What this feature hopes to achieve is a clearer understanding of what challenges the iPhone audio developer faces, how to overcome them, and, in fact, what game audio on the iPhone really means. In this article, I go into the design considerations you should make, how this affects the app, what technical concerns there are, what unique iPhone issues there are to overcome, aspects of user behavior, hardware concerns and the iPhone app as a genre.
These are all issues, problems, and topics I have encountered while developing audio for the iPhone and, in turn, (but not in all cases) have found a solution or at least some explanation for, which I hope to now pass on to other developers.
So what does it take to produce effective audio for the iPhone? Well, everything it takes to produce good audio for any game: dynamic soundscapes, an immersive soundtrack and great innovation -- only with a few added challenges thrown in for good measure!
You see, the iPhone is different from other platforms in a number of unique ways. Anything from the user interface, to the user him- or herself, is wildly different and far more diverse, leading to some very careful design considerations. The audio is no exception. Over the next few paragraphs I hope to shed some light on what these considerations should be and what you can do as the developer.
Possibly the biggest concern of any audio producer for the iPhone will be asset size. The scope of this topic is too large to fully address in this feature, but I write about this in more detail in my article "Audio for iPhone: Size Matters." The following, however, should give you a good grasp of what developers face.
Apple has an over-the-air size limit of 20 MB. This means in order for the app to be downloaded over 3G and not Wi-Fi, it must be under 20 MB. This is crucial to ensure good sales given the value of viral marketing in selling iPhone apps. The process is broken if the potential customer has to go and find a wi-fi network or wait until they get home to purchase an app, so under 20 MB is a must.
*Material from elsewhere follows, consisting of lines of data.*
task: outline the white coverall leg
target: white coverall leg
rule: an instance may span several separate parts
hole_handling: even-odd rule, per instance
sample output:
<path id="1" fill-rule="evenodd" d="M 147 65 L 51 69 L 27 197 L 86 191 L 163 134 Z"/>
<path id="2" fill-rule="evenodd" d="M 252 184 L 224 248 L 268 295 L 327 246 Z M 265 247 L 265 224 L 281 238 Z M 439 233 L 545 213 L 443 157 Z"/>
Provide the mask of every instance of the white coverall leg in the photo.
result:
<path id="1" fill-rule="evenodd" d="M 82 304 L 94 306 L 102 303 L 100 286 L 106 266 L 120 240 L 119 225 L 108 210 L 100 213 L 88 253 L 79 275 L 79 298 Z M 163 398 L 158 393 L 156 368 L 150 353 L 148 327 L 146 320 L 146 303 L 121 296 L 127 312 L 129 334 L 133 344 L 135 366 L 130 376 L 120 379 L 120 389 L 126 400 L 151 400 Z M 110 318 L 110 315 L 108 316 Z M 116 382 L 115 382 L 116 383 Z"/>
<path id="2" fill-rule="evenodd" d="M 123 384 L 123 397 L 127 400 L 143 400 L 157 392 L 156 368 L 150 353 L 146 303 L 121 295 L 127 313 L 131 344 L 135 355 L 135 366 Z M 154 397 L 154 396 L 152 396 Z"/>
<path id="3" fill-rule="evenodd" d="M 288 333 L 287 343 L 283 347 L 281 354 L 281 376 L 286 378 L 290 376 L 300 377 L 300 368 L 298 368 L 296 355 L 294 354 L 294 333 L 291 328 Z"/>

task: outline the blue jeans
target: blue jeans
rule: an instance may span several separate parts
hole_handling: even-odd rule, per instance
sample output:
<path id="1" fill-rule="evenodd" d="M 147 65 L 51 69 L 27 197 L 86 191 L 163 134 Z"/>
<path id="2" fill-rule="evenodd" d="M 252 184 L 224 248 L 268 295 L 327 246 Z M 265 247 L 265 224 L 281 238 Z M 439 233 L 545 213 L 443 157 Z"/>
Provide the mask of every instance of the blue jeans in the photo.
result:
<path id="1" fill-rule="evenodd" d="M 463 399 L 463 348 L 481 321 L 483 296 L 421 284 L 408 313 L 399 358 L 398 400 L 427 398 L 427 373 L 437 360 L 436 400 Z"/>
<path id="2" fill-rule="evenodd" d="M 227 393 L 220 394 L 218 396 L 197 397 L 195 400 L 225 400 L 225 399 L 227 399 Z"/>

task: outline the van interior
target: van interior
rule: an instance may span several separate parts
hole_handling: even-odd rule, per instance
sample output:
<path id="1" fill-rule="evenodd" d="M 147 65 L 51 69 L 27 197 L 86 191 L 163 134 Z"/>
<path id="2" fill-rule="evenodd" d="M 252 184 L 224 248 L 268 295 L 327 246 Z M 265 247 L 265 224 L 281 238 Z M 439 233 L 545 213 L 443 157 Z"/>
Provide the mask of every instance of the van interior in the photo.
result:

By the way, don't forget about downloadable content (DLC), which can be added to the app after the initial purchase. This is handy if your app has to go over the limit for the full version, but still lets you sell the lite version over 3G.
This lack of asset space is hard for the audio producer given the size of audio assets, not to mention fighting with other assets for space - -you are looking at a maximum of 50 percent, leaving you just 10 MB. Does that immersive, dynamic, innovative soundtrack seem tricky yet? This is assuming that you convince the other people working on the game that your ideas are worth 50 percent of the game!
Remember, you are only as good as your last job, so don't back down or produce sloppy audio in light of the challenges -- instead, produce even better audio in spite of the challenge and really impress.
The iPhone doesn't really help matters much either, since it can only decode one compressed file at any time, meaning most of your audio (aside from a few careful choices) has to be in un-compressed PCM formats, which any producer will know are rather large. There are lots of techniques that can be applied to mitigate this, though, such as asset-based generative sound systems, crossfade looping, and carefully selected bouncing; all of which I cover in detail in my above-linked article.
I also recently came across another neat solution. Compressed formats, in general, cannot be looped, due to the "padding" added to the top and tail of all audio files by the compression. Normally this would mean the audio would have to be uncompressed, but I recently learned of utilities that will remove the "padding" and produce an MP3 that would in fact loop seamlessly.
Exactly how it works I don't know, but a quick Google search should reveal what you're looking for, I have in the past used one created by "Compu Phase" -- just remember most require the source file in PCM format. This effectively removes one requirement for uncompressed file formats; something you will find crucial.
In addition to this, the Apple documentation details a system that allows you to programmatically remove the padding and achieve seamless looping. This has the disadvantage of additional code, but does mean you can use M4A (AAC) encoding, which at really low bit rates does sound much better than MP3 -- in my opinion at least.